Public Insight Journalism relies on a growing citizen source network of 75,000 and has spread to eight other news organizations around the country. Partner newrooms, Minnesota Public Radio News, and national shows, such as Marketplace and Speaking of Faith, use the network to identify emerging stories, define major news projects, gather information on deadline and communicate daily with diverse public sources to help set the coverage agenda.
In 2006, Skoler became the founding executive director of the Center for Innovation in Journalism at American Public Media. Skoler was executive producer of the audience-designed show, In The Loop, and led the creation of 4 popular online news games that tap public knowledge. The most recent game, Budget Hero, was released for the 2008 election.
Skoler left the Center in July 2008 to take a one-year family sabbatical in southern Mexico. He has taught and lectured on journalism in the U.S., Europe and Africa.

Dr. Robert M. Steele
Dr. Robert M. Steele is the Director of the Janet Prindle Institute for Ethics at DePauw University in Greencastle, Indiana. He is also a professor at DePauw specializing in courses in Leadership and Responsibility; Journalism Ethics; and Values and Storytelling. He is a 1969 graduate of DePauw where he majored in economics. He earned a masters degree in television-radio from Syracuse University and a Ph.D. in Mass Communication from The University of Iowa where he wrote his doctoral dissertation on journalism ethics. He has received an honorary doctorate in journalism from DePauw University and an Honorary Doctorate in Humane Letters from Emerson College. He served in the U.S. Army from 1969-1972, including ten months as a communciations officer in Vietnam where he was awarded a Bronze Star for Meritorious Service.

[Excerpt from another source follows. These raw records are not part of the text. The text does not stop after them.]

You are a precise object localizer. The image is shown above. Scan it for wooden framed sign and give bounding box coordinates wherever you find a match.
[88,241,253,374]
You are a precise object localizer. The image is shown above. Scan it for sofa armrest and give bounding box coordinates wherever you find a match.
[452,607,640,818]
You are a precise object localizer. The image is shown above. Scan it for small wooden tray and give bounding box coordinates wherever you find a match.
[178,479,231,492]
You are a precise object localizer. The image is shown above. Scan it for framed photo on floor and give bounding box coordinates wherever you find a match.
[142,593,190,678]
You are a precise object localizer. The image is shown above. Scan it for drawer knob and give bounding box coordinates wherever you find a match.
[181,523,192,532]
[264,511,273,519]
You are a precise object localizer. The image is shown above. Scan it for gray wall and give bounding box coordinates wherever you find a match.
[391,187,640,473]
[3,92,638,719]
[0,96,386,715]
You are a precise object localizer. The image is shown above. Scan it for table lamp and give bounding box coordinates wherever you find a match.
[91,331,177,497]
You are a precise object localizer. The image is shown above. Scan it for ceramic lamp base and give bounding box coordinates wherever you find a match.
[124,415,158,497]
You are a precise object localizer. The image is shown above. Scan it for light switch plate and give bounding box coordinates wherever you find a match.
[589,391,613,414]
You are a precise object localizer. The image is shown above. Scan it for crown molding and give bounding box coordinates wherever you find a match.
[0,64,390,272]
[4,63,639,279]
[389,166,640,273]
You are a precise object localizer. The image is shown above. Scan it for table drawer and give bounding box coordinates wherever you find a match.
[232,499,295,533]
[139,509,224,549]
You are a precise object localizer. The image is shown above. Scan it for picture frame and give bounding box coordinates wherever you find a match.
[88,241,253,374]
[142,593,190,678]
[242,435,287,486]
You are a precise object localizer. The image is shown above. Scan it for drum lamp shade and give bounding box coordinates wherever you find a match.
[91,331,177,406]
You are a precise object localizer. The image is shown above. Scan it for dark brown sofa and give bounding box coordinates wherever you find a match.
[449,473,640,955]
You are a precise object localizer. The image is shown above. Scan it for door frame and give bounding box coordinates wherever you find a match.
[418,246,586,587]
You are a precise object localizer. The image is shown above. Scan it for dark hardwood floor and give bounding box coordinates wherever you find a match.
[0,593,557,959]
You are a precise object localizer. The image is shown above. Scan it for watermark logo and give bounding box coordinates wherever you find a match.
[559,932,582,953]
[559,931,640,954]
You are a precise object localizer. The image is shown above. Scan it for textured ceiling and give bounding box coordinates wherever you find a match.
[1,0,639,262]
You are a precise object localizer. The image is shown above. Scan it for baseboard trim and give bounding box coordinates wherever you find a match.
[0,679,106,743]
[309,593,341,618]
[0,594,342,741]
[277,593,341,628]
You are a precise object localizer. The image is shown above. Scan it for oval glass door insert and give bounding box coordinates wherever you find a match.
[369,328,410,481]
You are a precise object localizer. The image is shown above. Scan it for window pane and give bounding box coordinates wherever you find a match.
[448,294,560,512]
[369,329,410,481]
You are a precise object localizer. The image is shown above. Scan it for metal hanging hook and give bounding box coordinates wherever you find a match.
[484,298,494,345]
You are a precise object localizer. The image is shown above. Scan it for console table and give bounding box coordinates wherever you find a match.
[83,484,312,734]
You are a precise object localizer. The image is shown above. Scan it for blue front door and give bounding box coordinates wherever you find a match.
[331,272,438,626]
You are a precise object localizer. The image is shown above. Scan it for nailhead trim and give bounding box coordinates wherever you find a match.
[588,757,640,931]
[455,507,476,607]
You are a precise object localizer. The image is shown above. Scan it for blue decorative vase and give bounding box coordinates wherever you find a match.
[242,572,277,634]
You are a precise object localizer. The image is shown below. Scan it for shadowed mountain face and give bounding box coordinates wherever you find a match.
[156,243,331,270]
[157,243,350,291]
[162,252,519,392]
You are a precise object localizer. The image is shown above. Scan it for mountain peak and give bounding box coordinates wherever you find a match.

In addition to his work at DePauw, Bob Steele is also the Nelson Poynter Scholar for Journalism Values at The Poynter Institute in St. Petersburg, FL where he was on the faculty for nearly 20 years. At the Poynter Institute he has worked with thousands of professional journalists on issues of ethics, values and leadership.He led ethics workshops for over 100 news organizations around the United States. He has also conducted journalism ethics sessions in South Africa and in Latin America.